Streamlining Data Handling in Machine Learning Applications with Apache Avro

by Angus Ferrell, Graduate Student at Carnegie Mellon University

Mar 19, 2024

In the fast-paced domain of machine learning (ML), data serves as the cornerstone upon which predictive models and algorithms stand. The quality of this data directly influences not only the accuracy of predictions but also the overall reliability and scalability of ML systems. Amidst this backdrop, Apache Avro emerges as a pivotal tool, designed to tackle the multifaceted challenges associated with data serialization and ensuring the high quality of data. This blog post aims to demystify how Apache Avro can be effectively leveraged, especially within the context of a movie streaming platform, providing insights into its operational strengths and limitations.

Understanding the Challenge

Data quality issues, characterized by inconsistent formats, missing values, or schema incompatibilities due to evolving systems, pose significant hurdles. Consider the intricacies of managing data in a movie streaming service – from user profiles and preferences to their viewing habits and interactions. The Herculean task of maintaining data consistency, accessibility, and scalability across millions of global users is critical for personalized content recommendations, accurate billing, and efficient content distribution.

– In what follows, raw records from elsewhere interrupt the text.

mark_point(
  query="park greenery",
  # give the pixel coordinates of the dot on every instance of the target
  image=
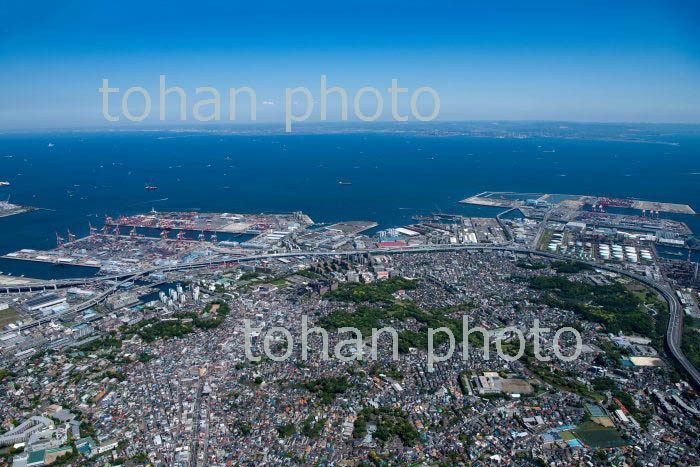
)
(311, 428)
(286, 430)
(327, 388)
(391, 423)
(374, 292)
(365, 318)
(532, 265)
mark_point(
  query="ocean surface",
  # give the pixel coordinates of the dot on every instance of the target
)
(78, 178)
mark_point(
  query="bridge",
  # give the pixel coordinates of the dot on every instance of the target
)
(673, 334)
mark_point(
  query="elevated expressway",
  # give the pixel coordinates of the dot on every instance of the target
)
(673, 335)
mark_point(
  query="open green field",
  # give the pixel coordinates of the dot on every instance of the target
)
(7, 316)
(597, 436)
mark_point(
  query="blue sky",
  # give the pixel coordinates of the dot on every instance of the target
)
(579, 61)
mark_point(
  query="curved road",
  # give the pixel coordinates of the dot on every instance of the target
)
(673, 335)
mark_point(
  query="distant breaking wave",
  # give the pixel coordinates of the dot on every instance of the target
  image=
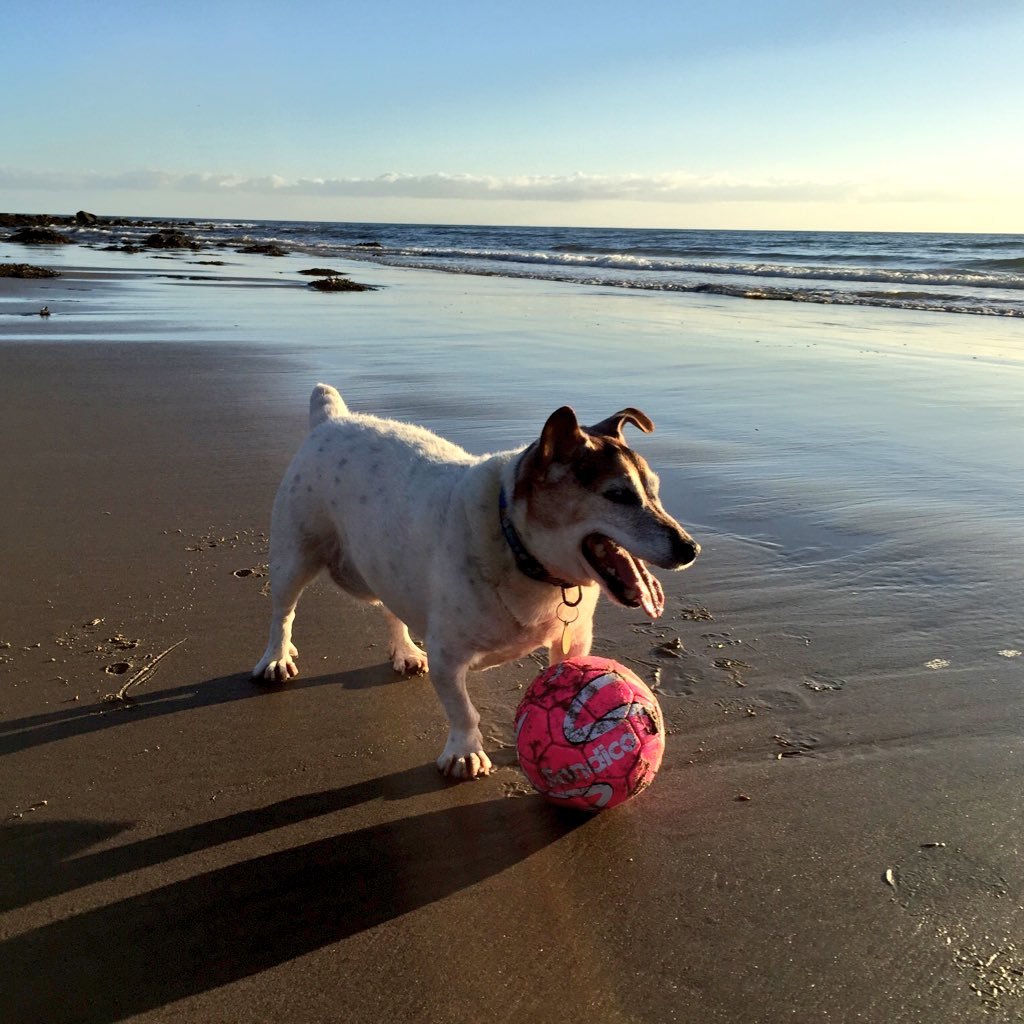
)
(944, 273)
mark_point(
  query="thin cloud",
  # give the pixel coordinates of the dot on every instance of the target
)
(670, 187)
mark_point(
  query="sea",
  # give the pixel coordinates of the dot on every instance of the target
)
(942, 272)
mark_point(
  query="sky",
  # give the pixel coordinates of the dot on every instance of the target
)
(880, 115)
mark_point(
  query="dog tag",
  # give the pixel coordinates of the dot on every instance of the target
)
(567, 617)
(566, 638)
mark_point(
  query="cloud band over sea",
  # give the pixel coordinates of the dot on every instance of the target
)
(668, 187)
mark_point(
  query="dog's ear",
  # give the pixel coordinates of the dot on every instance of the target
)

How Apache Avro Offers a Solution

Apache Avro steps onto the scene as a formidable ally, offering a schema-based data serialization framework that allows for efficient data processing across different programming languages. This attribute is especially beneficial for a movie streaming service that utilizes a diverse technological stack across its data pipelines.

Embracing Change: Schema Evolution in Data-Driven Applications with Apache Avro

In the dynamic world of data-driven applications, the structure of data can change as new features are added and existing features are refined. This evolution can create significant challenges in data management, particularly in terms of maintaining compatibility across different versions of data schemas. Apache Avro, a data serialization framework, offers a compelling solution to this problem through its support for schema evolution. Let’s explore how Avro enables seamless schema changes, using a movie streaming service as our context.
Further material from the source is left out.